I would like some advice with fast ways to rename columns that working within dplyr and are pipeable.
I am going to use iris as an example here but my actual data set is much larger with 120 columns which is why some of the known solutions for renaming columns don't work for me.
If I have vector v = c('s_length', 's_width',' p_length', 'p_width', 'species') I want to replace the all the column names on iris with the names in v
I know the following is very easy and accomplishes what I want
v = c('s_length', 's_width',' p_length', 'p_width', 'species')
colnames(iris)<-v
but it's not a pipeable statement. Or at least not that I am aware of.
This is pipeable which is good but my actual data frame is 120 columns long. I don't want to have to manually write out something like replace_names for 120 columns. I know I could easily get a vector of the current names and a vector of the names I want (ie v above) but I don't know how to combine them programically into the same form as the replace_names vector that could then be fed into rename.

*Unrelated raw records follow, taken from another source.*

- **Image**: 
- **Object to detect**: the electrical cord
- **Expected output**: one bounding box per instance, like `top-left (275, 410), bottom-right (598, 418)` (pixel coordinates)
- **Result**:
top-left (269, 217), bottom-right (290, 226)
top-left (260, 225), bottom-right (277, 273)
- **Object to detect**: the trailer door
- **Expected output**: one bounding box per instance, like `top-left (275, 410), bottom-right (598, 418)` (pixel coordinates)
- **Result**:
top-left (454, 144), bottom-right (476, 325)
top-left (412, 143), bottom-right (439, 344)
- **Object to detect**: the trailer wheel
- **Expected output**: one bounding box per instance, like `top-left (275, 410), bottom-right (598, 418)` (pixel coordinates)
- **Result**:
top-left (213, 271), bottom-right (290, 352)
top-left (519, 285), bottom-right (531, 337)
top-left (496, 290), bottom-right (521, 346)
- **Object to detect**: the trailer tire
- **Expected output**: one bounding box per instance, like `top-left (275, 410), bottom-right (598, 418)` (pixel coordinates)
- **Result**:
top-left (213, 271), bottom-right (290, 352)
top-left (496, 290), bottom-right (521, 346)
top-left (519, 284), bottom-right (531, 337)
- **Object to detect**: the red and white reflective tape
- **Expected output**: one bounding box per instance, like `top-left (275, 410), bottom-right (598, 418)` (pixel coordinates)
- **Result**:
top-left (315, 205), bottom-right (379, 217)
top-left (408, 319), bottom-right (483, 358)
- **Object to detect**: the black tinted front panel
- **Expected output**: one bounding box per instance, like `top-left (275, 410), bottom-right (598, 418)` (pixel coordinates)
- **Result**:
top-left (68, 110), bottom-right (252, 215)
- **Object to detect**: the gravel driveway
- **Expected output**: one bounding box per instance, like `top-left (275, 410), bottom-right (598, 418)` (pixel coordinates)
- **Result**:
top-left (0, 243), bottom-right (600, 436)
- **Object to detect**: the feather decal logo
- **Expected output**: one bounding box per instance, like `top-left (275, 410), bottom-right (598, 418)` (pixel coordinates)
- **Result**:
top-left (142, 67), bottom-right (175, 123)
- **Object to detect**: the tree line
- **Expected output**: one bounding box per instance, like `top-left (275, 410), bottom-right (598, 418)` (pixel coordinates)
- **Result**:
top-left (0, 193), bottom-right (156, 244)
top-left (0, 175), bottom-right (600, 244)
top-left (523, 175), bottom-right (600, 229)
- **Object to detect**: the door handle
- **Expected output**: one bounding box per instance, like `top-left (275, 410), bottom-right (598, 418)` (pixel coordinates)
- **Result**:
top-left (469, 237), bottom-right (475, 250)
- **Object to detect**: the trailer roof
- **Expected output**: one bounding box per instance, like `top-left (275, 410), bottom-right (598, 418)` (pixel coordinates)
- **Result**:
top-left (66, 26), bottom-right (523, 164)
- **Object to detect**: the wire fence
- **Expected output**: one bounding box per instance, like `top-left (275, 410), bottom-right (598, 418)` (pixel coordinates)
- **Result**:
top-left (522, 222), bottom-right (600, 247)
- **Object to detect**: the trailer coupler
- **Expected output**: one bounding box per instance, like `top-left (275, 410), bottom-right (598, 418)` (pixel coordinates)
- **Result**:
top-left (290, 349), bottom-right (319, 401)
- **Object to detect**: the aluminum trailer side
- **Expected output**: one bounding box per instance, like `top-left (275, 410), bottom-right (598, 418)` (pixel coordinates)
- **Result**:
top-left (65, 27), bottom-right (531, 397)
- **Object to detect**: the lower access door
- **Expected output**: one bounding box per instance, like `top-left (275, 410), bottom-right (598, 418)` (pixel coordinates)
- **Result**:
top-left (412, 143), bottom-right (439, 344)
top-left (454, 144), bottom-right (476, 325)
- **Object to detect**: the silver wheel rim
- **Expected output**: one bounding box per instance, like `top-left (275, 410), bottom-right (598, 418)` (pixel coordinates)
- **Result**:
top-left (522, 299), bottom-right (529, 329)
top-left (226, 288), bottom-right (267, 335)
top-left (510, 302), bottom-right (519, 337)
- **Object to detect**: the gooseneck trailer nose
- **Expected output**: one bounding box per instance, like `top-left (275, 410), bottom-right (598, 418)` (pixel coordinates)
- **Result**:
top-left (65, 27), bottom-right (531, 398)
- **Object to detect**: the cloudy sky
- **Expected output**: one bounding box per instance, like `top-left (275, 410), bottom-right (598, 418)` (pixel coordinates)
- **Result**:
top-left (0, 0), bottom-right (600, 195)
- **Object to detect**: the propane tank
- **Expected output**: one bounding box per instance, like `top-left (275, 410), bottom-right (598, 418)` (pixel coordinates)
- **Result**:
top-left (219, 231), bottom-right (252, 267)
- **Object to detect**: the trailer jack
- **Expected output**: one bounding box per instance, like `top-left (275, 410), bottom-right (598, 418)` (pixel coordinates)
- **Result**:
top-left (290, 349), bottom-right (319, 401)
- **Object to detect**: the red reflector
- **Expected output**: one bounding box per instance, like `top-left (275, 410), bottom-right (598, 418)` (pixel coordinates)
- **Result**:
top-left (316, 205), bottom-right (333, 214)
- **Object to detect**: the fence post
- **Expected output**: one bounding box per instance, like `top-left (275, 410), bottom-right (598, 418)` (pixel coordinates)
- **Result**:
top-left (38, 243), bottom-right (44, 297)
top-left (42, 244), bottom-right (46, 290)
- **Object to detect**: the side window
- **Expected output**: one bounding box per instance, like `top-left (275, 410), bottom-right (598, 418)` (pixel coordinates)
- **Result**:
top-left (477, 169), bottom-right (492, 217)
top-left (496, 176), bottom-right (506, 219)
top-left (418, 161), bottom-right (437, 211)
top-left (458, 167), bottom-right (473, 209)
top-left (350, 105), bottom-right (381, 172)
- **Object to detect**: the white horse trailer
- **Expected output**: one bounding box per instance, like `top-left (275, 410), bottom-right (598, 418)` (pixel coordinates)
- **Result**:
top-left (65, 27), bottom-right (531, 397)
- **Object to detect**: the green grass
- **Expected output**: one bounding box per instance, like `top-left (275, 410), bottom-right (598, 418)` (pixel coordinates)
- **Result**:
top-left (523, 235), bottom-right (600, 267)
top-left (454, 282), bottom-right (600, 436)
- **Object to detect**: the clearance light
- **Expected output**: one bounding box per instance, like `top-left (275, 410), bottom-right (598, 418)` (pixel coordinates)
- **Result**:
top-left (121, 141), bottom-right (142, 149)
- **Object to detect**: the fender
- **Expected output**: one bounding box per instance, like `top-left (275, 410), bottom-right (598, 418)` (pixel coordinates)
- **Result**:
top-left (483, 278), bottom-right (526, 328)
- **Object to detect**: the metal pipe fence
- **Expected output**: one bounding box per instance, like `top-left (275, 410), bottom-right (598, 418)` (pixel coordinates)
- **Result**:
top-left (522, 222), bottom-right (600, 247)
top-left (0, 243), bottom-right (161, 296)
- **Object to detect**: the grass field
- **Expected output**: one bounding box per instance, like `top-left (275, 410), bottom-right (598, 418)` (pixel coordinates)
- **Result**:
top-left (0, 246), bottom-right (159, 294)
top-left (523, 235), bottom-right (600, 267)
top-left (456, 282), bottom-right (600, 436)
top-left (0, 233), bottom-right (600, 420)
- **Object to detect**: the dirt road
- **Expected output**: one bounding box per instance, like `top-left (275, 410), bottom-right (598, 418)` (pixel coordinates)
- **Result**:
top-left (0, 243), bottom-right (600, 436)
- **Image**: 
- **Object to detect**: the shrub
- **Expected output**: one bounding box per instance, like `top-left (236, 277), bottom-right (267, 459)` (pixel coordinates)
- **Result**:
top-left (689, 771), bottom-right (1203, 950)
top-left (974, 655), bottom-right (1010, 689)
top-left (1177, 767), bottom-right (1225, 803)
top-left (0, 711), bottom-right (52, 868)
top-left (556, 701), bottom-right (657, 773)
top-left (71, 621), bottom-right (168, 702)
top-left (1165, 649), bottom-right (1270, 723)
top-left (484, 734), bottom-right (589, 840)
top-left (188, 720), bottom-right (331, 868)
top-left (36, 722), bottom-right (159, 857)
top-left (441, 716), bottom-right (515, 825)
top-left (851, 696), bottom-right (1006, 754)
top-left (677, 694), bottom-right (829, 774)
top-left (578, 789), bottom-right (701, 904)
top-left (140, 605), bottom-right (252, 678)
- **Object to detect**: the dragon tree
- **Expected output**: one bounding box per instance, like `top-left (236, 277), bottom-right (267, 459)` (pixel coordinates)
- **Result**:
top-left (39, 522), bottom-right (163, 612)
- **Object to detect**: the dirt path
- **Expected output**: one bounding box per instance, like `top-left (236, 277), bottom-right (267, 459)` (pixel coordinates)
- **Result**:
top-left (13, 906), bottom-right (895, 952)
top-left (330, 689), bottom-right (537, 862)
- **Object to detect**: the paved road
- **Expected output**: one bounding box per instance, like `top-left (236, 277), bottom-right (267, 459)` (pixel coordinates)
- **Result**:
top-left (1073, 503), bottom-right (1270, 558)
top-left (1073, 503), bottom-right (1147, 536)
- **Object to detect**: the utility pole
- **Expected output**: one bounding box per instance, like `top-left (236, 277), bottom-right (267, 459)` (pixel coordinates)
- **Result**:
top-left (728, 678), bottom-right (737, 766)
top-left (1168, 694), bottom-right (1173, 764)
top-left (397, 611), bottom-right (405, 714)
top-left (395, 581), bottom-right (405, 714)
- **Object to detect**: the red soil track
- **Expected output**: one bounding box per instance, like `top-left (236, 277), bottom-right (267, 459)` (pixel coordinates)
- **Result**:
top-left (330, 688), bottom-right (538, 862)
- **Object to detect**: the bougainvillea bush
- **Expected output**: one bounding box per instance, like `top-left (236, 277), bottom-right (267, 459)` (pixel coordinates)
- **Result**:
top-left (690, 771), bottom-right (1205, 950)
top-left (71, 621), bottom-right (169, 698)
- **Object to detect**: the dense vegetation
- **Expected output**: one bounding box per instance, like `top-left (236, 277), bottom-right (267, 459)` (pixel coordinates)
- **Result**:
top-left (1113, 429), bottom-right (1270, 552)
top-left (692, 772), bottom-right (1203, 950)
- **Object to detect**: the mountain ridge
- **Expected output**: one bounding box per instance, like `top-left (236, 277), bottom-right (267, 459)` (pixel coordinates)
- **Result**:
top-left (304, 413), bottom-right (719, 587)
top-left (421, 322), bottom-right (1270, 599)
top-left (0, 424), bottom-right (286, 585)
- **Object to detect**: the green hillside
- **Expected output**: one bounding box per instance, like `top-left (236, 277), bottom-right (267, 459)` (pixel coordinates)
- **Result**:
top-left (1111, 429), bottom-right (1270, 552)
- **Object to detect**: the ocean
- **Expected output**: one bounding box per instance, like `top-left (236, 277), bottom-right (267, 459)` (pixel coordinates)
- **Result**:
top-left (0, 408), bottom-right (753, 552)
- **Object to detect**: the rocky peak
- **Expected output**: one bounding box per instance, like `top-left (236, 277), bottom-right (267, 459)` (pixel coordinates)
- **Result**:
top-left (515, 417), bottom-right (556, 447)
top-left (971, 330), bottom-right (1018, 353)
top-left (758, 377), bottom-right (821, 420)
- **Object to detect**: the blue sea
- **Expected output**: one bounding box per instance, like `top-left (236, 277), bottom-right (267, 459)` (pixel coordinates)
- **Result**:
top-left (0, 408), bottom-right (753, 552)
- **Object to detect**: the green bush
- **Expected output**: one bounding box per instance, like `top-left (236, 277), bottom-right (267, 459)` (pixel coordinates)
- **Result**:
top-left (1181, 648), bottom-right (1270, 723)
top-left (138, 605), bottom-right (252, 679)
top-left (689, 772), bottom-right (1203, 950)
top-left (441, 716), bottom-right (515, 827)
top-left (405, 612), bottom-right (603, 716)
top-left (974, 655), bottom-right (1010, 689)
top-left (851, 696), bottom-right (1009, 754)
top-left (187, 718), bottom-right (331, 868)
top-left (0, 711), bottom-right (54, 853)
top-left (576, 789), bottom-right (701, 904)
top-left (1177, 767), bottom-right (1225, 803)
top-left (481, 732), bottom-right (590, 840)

I would be open to any of the following solutions:
Being able to feed in a vector of new names without defining their relationship to the old column names in dplyr
Forcing the construction colnames(data frame)<-vector_new_col_names to be pipeable
Being able to easily construct a vector of the form c(new_col_1_name = old_col_1_name, ...) from a vector of old names and vector of new names to then be passed to rename
That seems a lot harder, and also unreadable of course.
Actually I am tempted to ask about the context: if you need to rename all these columns based on an external vector, maybe you're asking the wrong questions (of course I have no idea in your particular case). Maybe these 120 columns should have been rows, and the right approach would be to pivot_longer() before renaming anything. Maybe you're reading it from a csv file with bad names, and the column renaming step should be part of a readr call. Maybe you should really modify the existing names with rename_with() rather than replace them all at once.
Or maybe I'm just wasting time thinking too much about a trivial problem
library(tidyverse)
(orig_names <- names(iris))
(new_names <- str_replace_all(orig_names,
fixed("."),
"_"))
#if the new_names are in the same order as the original names they replace
# then you can relate them by setting them as names of the orig_names vec
names(orig_names) <- new_names
# see this
orig_names
# use this
rename(head(iris),
all_of(orig_names))
Also the context was I was pulling out a slice of data from a netcdf. It was very easy to get an array of the data I wanted to be the values of my data frame and the vectors of the dimension values that would end up being the column and row names. I was just then having trouble combining them together. Also yes I will eventually pivot longer but I want already have the column names associated with the values before I do so.